Apart from the survivors and local guests, the anniversary is being attended by presidents of countries in the region and by foreign ambassadors - including the architect of the peace agreement that ended the war in Bosnia, Richard Holbrooke.
Bones of victims
The dignitaries visited a recently opened mass grave near Srebrenica, where they saw a mixture of bones of some 30 victims who were buried there after being shot at a nearby warehouse.
"That's where between 1 000 and 1 200 Bosnian Muslims were shot in two or three hours. We are talking about a mass execution with automatic weapons," said Amor Masovic, head of the Muslim Commission for Missing Persons.
Afterward, one of Bosnia's leading intellectuals, Muhamed Filipovic, opened an international scientific conference about Srebrenica and called on the participants to "pay respect to the victims of this massacre as well as to the victims of the latest bombing in London".
Understand
"Terror is what threatens us all. We have experienced it and that's why we can understand it," he said.

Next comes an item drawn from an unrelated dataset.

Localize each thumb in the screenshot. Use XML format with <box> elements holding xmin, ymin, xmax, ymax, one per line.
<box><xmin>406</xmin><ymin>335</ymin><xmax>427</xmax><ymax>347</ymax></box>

Outside, families of the dead posted a huge banner that read: "Europe's shame - genocide. 8 106 murdered in Srebrenica."
The alleged masterminds of the July 11, 1995, massacre - Bosnian Serb wartime leader Radovan Karadzic and his military commander, Gen. Ratko Mladic - have been indicted by the UN tribunal in The Hague, Netherlands, for genocide and crimes against humanity at Srebrenica and elsewhere. Both are still at large.